SACRAMENTO — Deciding where to place California's new congressional seat, and which politician's territory should splinter to make room for it, will likely spark a protracted battle as Democrats seek to maintain their state domain while Republicans defend their shrinking turf.
Several Democrats here and in Washington said the state's 53rd House seat may lie somewhere in Southern California, site of much of the state's recent growth, or perhaps in the burgeoning Central Valley. Possibilities in Southern California include the Inland Empire, the South Bay and the fast-growing suburbs of north Los Angeles County, they said.
Beyond that, only one thing is clear: With wide majorities in the state Senate and Assembly and a Democrat in the governor's office, Sacramento's ruling party will control the redistricting process when it heats up this summer.
"Legislatively, they [Republicans] can't get much lower than they are," said Senate President Pro Tem John Burton (D-San Francisco). "Congressionally, clearly there will be some lost seats. We're not looking to be Sherman's march through Georgia, necessarily."
The flip side, some say, is that Democrats may not be able to go much higher. After wresting five seats from Republicans in the fall elections, said GOP Assemblyman Bill Leonard of San Bernardino, Democrats should beware of straying from their urban political strongholds and spreading themselves too thin.

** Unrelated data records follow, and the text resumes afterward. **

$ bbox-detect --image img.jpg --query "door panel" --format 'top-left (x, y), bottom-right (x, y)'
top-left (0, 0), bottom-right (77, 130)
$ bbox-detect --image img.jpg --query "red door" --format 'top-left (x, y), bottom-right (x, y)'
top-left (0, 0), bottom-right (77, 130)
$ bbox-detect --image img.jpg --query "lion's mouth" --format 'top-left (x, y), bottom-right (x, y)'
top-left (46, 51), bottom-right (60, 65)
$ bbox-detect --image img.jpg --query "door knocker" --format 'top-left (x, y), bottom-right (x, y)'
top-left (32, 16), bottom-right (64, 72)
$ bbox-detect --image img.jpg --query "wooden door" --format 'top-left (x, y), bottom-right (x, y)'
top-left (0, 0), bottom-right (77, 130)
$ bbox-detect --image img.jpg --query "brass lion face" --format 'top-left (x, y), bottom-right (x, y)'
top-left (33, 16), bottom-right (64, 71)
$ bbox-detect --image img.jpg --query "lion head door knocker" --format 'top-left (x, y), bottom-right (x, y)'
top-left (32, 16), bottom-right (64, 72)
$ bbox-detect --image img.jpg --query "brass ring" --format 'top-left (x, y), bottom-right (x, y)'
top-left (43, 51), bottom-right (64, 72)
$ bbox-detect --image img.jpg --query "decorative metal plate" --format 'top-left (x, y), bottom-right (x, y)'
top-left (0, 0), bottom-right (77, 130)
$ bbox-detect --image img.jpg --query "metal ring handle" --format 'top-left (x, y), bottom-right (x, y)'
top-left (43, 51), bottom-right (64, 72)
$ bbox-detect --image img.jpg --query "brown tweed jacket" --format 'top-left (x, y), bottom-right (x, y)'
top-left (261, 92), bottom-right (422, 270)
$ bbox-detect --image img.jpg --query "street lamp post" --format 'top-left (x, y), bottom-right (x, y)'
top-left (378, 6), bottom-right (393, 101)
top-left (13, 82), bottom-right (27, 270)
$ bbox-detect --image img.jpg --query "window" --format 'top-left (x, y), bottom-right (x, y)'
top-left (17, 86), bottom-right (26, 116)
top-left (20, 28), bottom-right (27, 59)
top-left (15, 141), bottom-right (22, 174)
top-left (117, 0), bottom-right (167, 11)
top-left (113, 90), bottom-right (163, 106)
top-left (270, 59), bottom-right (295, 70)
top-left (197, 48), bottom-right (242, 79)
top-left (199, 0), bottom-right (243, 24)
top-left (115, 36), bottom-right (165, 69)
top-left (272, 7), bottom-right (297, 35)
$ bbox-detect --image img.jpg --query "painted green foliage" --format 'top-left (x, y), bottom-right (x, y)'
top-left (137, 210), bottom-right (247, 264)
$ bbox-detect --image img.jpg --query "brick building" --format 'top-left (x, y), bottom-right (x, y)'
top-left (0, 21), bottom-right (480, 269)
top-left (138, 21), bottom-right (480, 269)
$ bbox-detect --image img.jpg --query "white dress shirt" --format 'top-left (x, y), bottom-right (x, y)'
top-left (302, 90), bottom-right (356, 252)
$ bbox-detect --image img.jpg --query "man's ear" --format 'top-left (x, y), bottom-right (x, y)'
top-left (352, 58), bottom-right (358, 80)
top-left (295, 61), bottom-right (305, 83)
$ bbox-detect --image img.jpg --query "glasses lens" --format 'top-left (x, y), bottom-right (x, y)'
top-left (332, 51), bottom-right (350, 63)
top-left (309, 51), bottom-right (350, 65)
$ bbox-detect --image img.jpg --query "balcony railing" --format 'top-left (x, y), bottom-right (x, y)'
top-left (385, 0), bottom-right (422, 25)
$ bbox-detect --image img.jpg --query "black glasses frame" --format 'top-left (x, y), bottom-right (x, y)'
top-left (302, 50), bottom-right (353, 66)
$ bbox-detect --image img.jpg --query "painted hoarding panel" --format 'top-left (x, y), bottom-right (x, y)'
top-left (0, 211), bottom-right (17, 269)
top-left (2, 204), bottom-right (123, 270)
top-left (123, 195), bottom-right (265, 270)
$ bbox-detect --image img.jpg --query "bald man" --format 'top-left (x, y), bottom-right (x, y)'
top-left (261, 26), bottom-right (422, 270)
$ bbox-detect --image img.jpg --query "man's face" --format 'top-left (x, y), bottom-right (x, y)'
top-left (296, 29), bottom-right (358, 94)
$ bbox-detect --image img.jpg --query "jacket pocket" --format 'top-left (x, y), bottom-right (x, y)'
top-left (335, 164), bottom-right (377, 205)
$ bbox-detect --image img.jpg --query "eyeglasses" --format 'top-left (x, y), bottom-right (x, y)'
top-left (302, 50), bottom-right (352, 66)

"Mathematically, it will be hard for them to win any more, and it will open them up to some vulnerability," Leonard said. "You create a situation where, if it is a good Republican year, we could take a whole bunch of seats back."
Washington political analyst Charlie Cook put it more bluntly. "If they get too greedy, this could backfire on them," Cook said.
Mindful of how narrowly they achieved their recent gains, Washington incumbents are pushing for a more cautious path.
"Our first intention is sustaining the 32" seats that the GOP already holds in California, said Rep. Sam Farr of Carmel, leader of the state's House Democrats.
Other factors besides partisanship promise to make the redistricting debate exceptionally complex.
For example, Latino activists are calling for increased representation, noting that their population gains are largely responsible for the state's growth.
Most of that growth has occurred in Riverside and San Bernardino counties, and on the eastern side of the San Joaquin Valley. Yet there has long been speculation among Democrats that there could be another district created in Los Angeles where a Latino could win.
"If our community is growing in these areas . . . expectations are naturally going to be that the communities receive larger representation," said Marisa Demeo, Washington-based regional counsel for the Mexican American Legal Defense and Educational Fund.
Although Latino candidates have increasingly been successful winning state office in districts without Latino majorities, they have struggled at the Congressional level, Demeo said.
"That is why the redistricting is so important for us," she added. " . . . The fact is we still need districts where the majority of voters are Latino to guarantee Latino representation."
Another factor is California's term limits for state legislators, which have turned Sacramento into a relatively short stop for politicians.
For the first time next year, many of those voting to decide where the congressional boundary lines fall will be facing term limits--and some may be interested in creating House seats tailor-made for themselves.
Senate President Pro Tem Burton--whose late brother Phil, a powerful Bay Area congressman, once lorded over California redistricting plans--will play a major role in the process.
Burton can remain in the state Senate until 2004. He is being assisted by reapportionment experts Michael Berman and Carl D'Agostino. Berman is the brother of Rep. Howard L. Berman (D-Mission Hills).
Assembly Speaker Bob Hertzberg (D-Sherman Oaks), who will be "termed out" in 2002, will also play a major role. He said Thursday that it is too early to talk of how the districts will be redrawn.
"It's not appropriate to even think in those terms," Hertzberg said, promising a fair process in which Republicans can participate. "All there is is speculation, and I ain't speculating."
Some party loyalists are clearly relishing the political combat that is about to take place. "We love having this problem, deciding where all our cars are going to be parked," said Bob Mulholland, a California Democratic Party official. "The Republicans' parking lot is empty."
Rep. Steve Horn is one Republican incumbent who could have trouble winning after the new boundaries are drawn, Mulholland said. Horn, who represents the South Bay area, won in November by fewer than 2,000 votes.
Other Republican incumbents, such as Reps. Elton Gallegly of Simi Valley and Howard P. "Buck" McKeon of Santa Clarita, could find their districts crunched so that they have to run against one another.